The crowds asked John the Baptist, “What should we do?” He said to them in reply, “Whoever has two cloaks should share with the person who has none. And whoever has food should do likewise.” Even tax collectors came to be baptized and they said to him, “Teacher, what should we do?” He answered them, “Stop collecting more than what is prescribed.” Soldiers also asked him, “And what is it that we should do?” He told them, “Do not practice extortion, do not falsely accuse anyone, and be satisfied with your wages.”
A friend of mine refers to Advent as a season of “joyful expectation.” Older Catholics remember this Third Sunday as “Gaudete Sunday” from the Latin word for joy. In times past, rose-colored vestments were worn in church today.
Our first and second readings carry the theme of joy, but then the Gospel is all business. John the Baptist is dispensing advice to various groups who come to see him. The Gospel names two of them: tax collectors and soldiers. John advises them to carry out their daily duties with justice.
I suppose that if those two professions in Jesus’ time made a radical change in their way of doing business, it would be a cause for joy! Tax collectors were universally despised and soldiers represented the might of the Roman occupation.
Luke wants to show us that change was in the air. The coming of Jesus would transform all of human life. That was good news indeed.
What would bring us joy today? An end to terrorists’ threats? Conversion in the corporate world from greed and personal gain? A new spirit of generosity and service in people’s everyday lives?
Paul urges the Philippians to be joyful because “God is near.” That very presence of God ought to be our focus, because that would help us with the other things that need changing.

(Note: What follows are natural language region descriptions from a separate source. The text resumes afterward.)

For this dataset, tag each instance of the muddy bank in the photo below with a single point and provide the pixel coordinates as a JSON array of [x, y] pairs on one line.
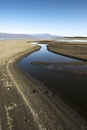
[[76, 50], [24, 104]]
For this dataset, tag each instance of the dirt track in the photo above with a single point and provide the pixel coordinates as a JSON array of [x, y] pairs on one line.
[[24, 105]]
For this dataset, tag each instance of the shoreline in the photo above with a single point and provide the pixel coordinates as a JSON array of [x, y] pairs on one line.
[[44, 113]]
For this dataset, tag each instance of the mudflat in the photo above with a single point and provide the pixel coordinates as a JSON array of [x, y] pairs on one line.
[[24, 103], [72, 49]]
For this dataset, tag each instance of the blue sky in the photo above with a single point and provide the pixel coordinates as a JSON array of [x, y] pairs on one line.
[[60, 17]]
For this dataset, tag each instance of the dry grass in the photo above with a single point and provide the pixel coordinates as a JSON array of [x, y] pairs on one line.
[[75, 49]]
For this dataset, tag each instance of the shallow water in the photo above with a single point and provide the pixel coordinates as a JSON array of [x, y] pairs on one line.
[[72, 87]]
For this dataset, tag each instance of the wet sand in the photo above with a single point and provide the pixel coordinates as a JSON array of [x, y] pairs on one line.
[[24, 103]]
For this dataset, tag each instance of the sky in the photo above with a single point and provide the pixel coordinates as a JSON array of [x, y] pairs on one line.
[[57, 17]]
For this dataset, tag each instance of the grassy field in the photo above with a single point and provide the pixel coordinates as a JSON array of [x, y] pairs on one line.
[[72, 49]]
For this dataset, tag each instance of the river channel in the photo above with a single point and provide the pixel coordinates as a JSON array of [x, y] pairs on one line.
[[72, 87]]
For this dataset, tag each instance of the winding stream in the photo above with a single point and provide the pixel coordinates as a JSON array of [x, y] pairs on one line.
[[72, 87]]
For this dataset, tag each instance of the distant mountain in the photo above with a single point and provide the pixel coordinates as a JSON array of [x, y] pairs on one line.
[[31, 36]]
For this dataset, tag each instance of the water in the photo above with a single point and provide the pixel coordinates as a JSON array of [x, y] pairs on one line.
[[72, 87]]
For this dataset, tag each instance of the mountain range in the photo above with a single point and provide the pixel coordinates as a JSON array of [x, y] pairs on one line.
[[30, 36]]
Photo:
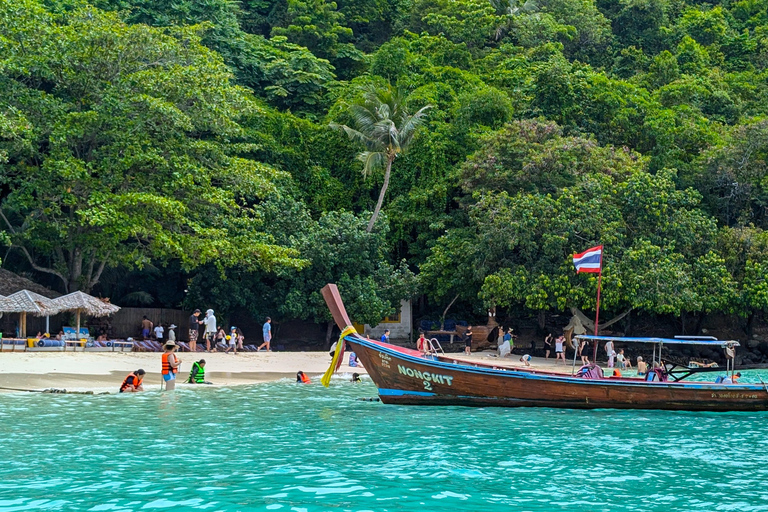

In the first reading, what does Zephaniah tell the people of Zion (Israel) to do?
What has changed because of God’s mercy?
Who is in the midst of Israel? What will the mighty savior do for Zion?
What does Paul tell the Philippians to do in this week's second reading? Why does he tell them that?
Paul encourages them to “have no anxiety” and make their requests known to God. Why does Paul speak that way? What will result if they follow his advice?
In the Gospel, what do the people ask of John the Baptist in response to his message? What does his say they should do?
Why were the people thinking that John might be the Christ and what did John tell the people about who he was?
by Susan Hines-Brigger
Many of us are blessed with having all of the things we need and sometimes an abundance of those things, such as clothes and food. Think about others who may not be so blessed. Go through your closet and donate any clothes that no longer fit or buy some basic clothing to donate to a local shelter.
Again, most of us don't have to worry about where our next meal is coming from. For others, though, that is an everyday reality. Go grocery shopping for food that you can donate to a local food pantry. Or, better yet, volunteer at a local ministry that helps serve food to those in need.
In the Gospel, John the Baptist talks about baptizing people with water, just as we do today. Ask a family member to show you some pictures of your baptism.